East Lothian Council's administration has asked council officers to explore whether it has this power.
Councillors in Aberdeen made a similar move on Thursday.
On Wednesday, MSPs backed a Conservative motion calling on the government to scrap the scheme, which sees P1 children assessed in numeracy and literacy.
The standardised assessments were introduced across Scotland last year, although many councils already had local schemes in place.
The assessments - dubbed tests by critics - provide diagnostic information for teachers. They are done on a computer and are designed to seem informal.
They have been condemned by opposition parties while a campaign, backed by the EIS union, urges parents to ask schools not to put their children through them.
The parliamentary vote was not binding on the government, and Education Secretary John Swinney said councils should continue with the assessments.
East Lothian Council - which is run by a Labour minority administration - told BBC Scotland it has asked its officers to explore whether the Council has the power to suspend them locally.
It is not clear whether councils do have a legal right to withdraw from the scheme but any attempt to do so is likely to meet strong government resistance.
A number of other councils have confirmed they intend to carry on with the assessments.
Fife Council's Education and Children's Services Convener is the mother of a Primary 1 pupil and backs the scheme.

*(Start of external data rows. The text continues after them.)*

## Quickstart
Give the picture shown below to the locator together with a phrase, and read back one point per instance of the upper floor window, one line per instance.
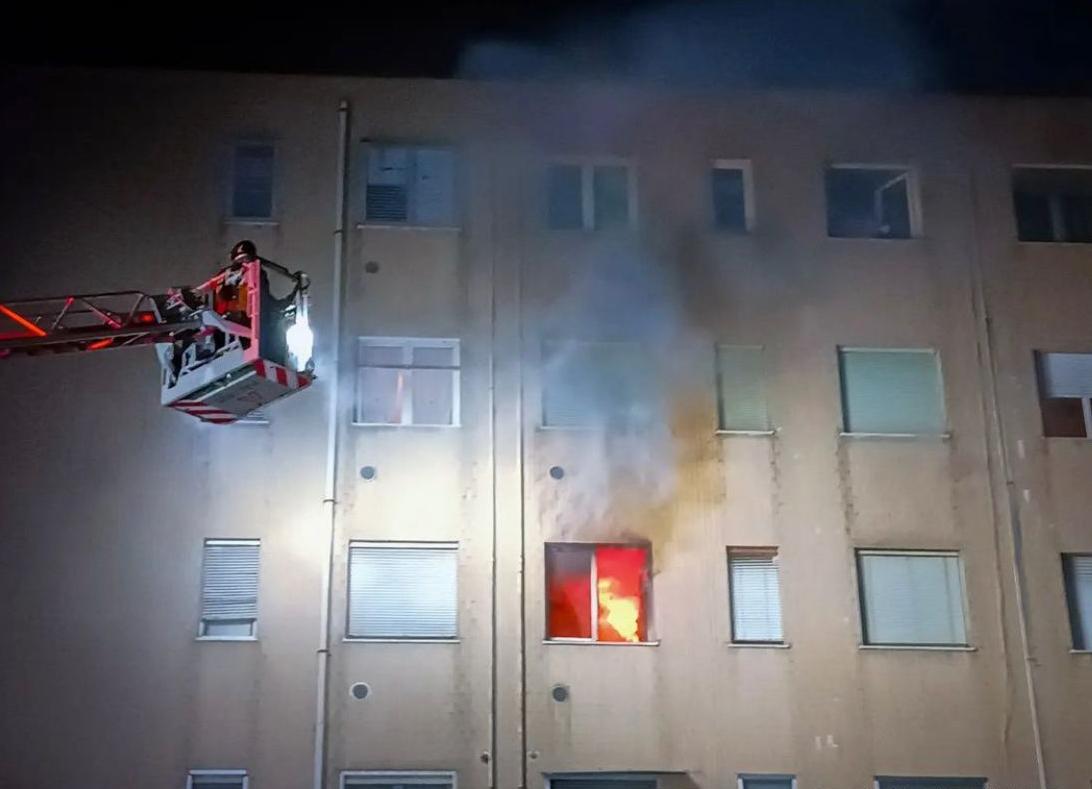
(733, 201)
(597, 592)
(891, 392)
(407, 381)
(252, 181)
(411, 186)
(912, 598)
(866, 201)
(1053, 203)
(591, 195)
(1065, 394)
(595, 384)
(229, 589)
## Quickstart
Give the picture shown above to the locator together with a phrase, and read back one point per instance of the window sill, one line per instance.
(386, 426)
(352, 640)
(898, 437)
(589, 642)
(915, 647)
(241, 220)
(406, 226)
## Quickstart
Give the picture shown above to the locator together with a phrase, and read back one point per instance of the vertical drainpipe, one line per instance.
(985, 331)
(330, 489)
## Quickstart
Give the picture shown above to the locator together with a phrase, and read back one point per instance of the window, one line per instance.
(740, 390)
(912, 598)
(756, 596)
(590, 195)
(411, 186)
(870, 202)
(917, 782)
(402, 590)
(595, 384)
(229, 589)
(732, 195)
(891, 392)
(399, 779)
(1078, 573)
(252, 181)
(767, 781)
(1053, 203)
(407, 381)
(1065, 391)
(216, 779)
(597, 593)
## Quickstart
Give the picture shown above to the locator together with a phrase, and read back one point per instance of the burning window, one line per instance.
(597, 593)
(1053, 203)
(1065, 394)
(869, 202)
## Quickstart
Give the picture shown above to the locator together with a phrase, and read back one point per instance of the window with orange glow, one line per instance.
(597, 593)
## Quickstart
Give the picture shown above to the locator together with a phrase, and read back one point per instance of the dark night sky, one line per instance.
(998, 46)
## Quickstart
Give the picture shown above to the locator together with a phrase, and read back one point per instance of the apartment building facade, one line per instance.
(677, 440)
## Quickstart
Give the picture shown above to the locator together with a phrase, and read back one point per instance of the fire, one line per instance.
(619, 616)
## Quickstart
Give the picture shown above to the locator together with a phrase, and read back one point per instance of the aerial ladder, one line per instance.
(226, 347)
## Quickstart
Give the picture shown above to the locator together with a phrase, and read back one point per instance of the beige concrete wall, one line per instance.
(116, 181)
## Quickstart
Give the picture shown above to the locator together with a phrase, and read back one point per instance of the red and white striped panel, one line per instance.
(204, 413)
(283, 375)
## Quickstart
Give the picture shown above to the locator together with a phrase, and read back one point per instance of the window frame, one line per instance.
(407, 345)
(410, 777)
(360, 193)
(747, 168)
(945, 432)
(1037, 357)
(228, 774)
(771, 551)
(1056, 219)
(232, 217)
(594, 599)
(423, 545)
(924, 552)
(201, 619)
(588, 165)
(1072, 614)
(913, 199)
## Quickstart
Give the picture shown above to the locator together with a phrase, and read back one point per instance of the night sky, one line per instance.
(980, 46)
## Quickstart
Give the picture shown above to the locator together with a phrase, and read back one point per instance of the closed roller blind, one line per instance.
(404, 592)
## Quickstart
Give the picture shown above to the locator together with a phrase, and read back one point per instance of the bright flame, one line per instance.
(618, 613)
(300, 341)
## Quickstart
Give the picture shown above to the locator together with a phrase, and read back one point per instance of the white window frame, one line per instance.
(746, 167)
(424, 545)
(419, 777)
(407, 345)
(594, 600)
(201, 619)
(588, 165)
(233, 218)
(942, 394)
(913, 195)
(1057, 220)
(744, 777)
(965, 607)
(367, 146)
(773, 552)
(228, 774)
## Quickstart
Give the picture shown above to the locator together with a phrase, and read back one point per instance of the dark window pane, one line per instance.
(612, 196)
(569, 592)
(565, 198)
(730, 210)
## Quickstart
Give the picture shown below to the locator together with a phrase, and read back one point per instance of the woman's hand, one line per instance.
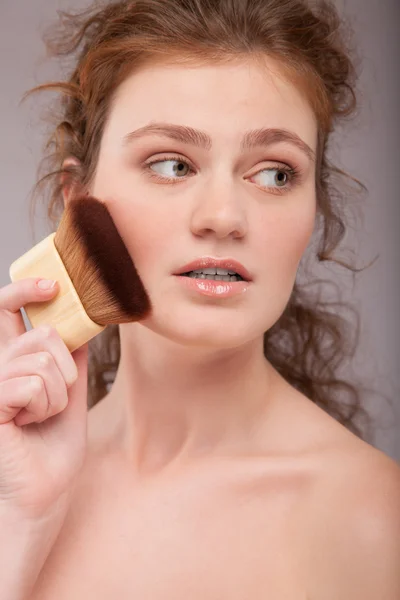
(43, 410)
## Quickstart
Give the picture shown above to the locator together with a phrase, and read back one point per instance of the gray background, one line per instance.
(367, 148)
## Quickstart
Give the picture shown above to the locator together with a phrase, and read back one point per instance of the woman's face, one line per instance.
(216, 200)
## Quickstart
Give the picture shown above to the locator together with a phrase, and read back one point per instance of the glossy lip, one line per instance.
(208, 262)
(218, 289)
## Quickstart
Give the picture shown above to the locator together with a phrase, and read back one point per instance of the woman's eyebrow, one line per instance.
(195, 137)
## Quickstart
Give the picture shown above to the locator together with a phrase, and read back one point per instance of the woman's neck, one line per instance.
(173, 403)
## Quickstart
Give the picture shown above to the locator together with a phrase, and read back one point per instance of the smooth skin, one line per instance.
(43, 410)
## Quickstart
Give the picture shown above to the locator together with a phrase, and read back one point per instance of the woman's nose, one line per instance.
(220, 210)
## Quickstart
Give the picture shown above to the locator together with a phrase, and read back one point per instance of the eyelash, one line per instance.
(292, 172)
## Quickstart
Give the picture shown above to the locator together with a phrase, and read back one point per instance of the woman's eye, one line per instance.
(181, 168)
(269, 179)
(173, 169)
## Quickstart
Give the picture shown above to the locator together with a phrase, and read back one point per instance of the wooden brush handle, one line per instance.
(65, 312)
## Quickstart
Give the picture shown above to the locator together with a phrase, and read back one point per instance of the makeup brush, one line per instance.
(99, 283)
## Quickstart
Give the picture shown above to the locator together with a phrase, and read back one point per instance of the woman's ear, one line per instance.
(69, 184)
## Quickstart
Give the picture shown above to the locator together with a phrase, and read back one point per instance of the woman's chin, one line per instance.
(215, 335)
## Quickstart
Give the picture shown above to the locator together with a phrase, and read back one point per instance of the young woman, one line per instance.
(213, 467)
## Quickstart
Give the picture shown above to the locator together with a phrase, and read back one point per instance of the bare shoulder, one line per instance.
(355, 541)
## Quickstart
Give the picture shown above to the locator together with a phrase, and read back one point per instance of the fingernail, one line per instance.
(46, 284)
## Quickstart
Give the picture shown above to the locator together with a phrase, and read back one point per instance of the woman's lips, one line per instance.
(215, 288)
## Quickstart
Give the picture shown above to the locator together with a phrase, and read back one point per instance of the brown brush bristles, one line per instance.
(99, 264)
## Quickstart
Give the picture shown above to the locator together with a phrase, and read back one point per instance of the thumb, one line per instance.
(74, 416)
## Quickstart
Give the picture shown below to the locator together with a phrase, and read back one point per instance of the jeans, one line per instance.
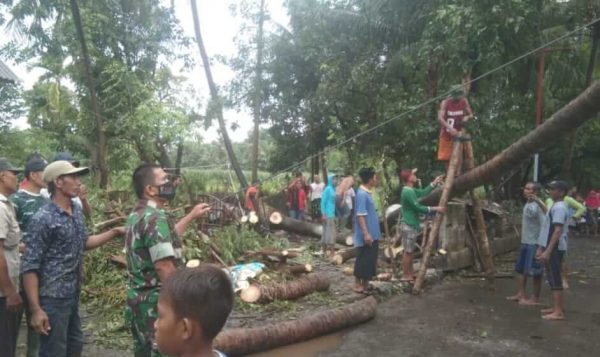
(297, 214)
(9, 329)
(65, 338)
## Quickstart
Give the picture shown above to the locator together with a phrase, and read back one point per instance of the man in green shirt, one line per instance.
(27, 201)
(153, 250)
(410, 224)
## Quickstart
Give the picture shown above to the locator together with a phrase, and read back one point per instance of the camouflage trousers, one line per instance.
(140, 314)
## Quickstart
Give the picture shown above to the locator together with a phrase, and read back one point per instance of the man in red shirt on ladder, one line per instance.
(454, 112)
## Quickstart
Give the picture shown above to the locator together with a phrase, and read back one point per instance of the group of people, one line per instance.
(169, 311)
(42, 242)
(544, 245)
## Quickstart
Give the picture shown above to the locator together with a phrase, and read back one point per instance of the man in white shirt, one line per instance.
(81, 200)
(315, 197)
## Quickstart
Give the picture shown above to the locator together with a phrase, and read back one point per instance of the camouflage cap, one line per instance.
(5, 165)
(62, 168)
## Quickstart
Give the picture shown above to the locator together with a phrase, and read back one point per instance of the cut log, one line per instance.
(273, 253)
(192, 263)
(286, 291)
(342, 256)
(279, 221)
(267, 254)
(113, 222)
(296, 268)
(119, 261)
(345, 239)
(242, 341)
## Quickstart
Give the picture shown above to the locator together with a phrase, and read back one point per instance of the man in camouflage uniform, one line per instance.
(153, 251)
(27, 201)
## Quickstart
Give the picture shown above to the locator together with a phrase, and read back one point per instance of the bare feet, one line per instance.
(547, 311)
(529, 302)
(517, 297)
(554, 316)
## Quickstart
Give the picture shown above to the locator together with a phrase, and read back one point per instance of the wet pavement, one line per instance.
(466, 319)
(463, 318)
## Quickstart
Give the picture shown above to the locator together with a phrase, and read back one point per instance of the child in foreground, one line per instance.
(192, 309)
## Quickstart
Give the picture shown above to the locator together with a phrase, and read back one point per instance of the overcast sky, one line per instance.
(218, 30)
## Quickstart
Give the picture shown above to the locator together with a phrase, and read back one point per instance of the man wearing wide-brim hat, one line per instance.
(10, 238)
(53, 260)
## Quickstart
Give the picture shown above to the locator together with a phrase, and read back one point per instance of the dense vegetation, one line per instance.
(338, 68)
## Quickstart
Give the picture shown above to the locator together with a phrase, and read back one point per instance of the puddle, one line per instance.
(310, 348)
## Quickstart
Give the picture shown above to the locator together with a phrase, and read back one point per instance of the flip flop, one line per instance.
(553, 318)
(529, 303)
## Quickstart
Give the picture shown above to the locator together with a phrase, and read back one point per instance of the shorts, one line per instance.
(329, 233)
(444, 148)
(554, 269)
(526, 263)
(409, 237)
(365, 265)
(297, 214)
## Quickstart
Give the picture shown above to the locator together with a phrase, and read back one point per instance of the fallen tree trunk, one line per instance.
(286, 291)
(342, 256)
(455, 158)
(280, 221)
(281, 255)
(571, 116)
(296, 268)
(241, 341)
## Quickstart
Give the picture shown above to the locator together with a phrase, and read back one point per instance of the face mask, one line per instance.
(167, 191)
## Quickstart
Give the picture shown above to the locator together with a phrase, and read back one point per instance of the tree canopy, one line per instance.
(337, 69)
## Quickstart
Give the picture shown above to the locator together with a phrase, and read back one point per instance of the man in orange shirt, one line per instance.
(252, 195)
(454, 112)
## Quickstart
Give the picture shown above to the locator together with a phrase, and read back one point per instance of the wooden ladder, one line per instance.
(461, 145)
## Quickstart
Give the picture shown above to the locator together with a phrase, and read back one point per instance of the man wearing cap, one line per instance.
(27, 201)
(52, 262)
(552, 244)
(81, 198)
(10, 238)
(410, 224)
(367, 232)
(454, 112)
(154, 251)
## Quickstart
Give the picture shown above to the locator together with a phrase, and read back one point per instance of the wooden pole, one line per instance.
(481, 236)
(435, 229)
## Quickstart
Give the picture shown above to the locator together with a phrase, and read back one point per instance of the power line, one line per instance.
(435, 99)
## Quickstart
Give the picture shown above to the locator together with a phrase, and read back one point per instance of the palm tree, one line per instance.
(215, 97)
(583, 108)
(101, 148)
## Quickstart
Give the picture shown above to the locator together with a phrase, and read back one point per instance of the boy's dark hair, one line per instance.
(537, 187)
(143, 176)
(203, 294)
(51, 188)
(366, 174)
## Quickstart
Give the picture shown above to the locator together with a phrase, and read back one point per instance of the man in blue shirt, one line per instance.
(366, 231)
(53, 260)
(552, 243)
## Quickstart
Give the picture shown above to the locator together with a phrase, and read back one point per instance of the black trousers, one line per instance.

Councillor Fay Sinclair explained: "Fife has used standardised assessments in P1 for 10 years, and assessments at other stages for even longer.
"These assessments are an important means for teachers to identify a child's next steps in learning and there are no plans to remove this tool from teachers in Fife.
The SNP councillor added: "As the parent of a P1 child, I am more than happy for his teacher to have this tool to help identify the most appropriate level and methods of learning for him."
Aberdeenshire Council has no plans to follow neighbouring Aberdeen.
Laurence Findlay, Aberdeenshire Council's Director of Education and Children's Services, said: "We will continue to work with Government, Education Scotland and our own educational leaders, to ensure that class teachers have the best information available to them when coming to judgements about progress."
Meanwhile, Dumfries and Galloway Council moved to reassure those with concerns about how the results of the assessments might be used.
It said: "The test results are to support class teachers to plan next steps in an individual child's learning. The local authority uses the results to work with schools to plan interventions to support the raising attainment agenda.
"The results are at no point published - only curriculum for excellence levels, which the standardised assessments help inform as one source of evidence."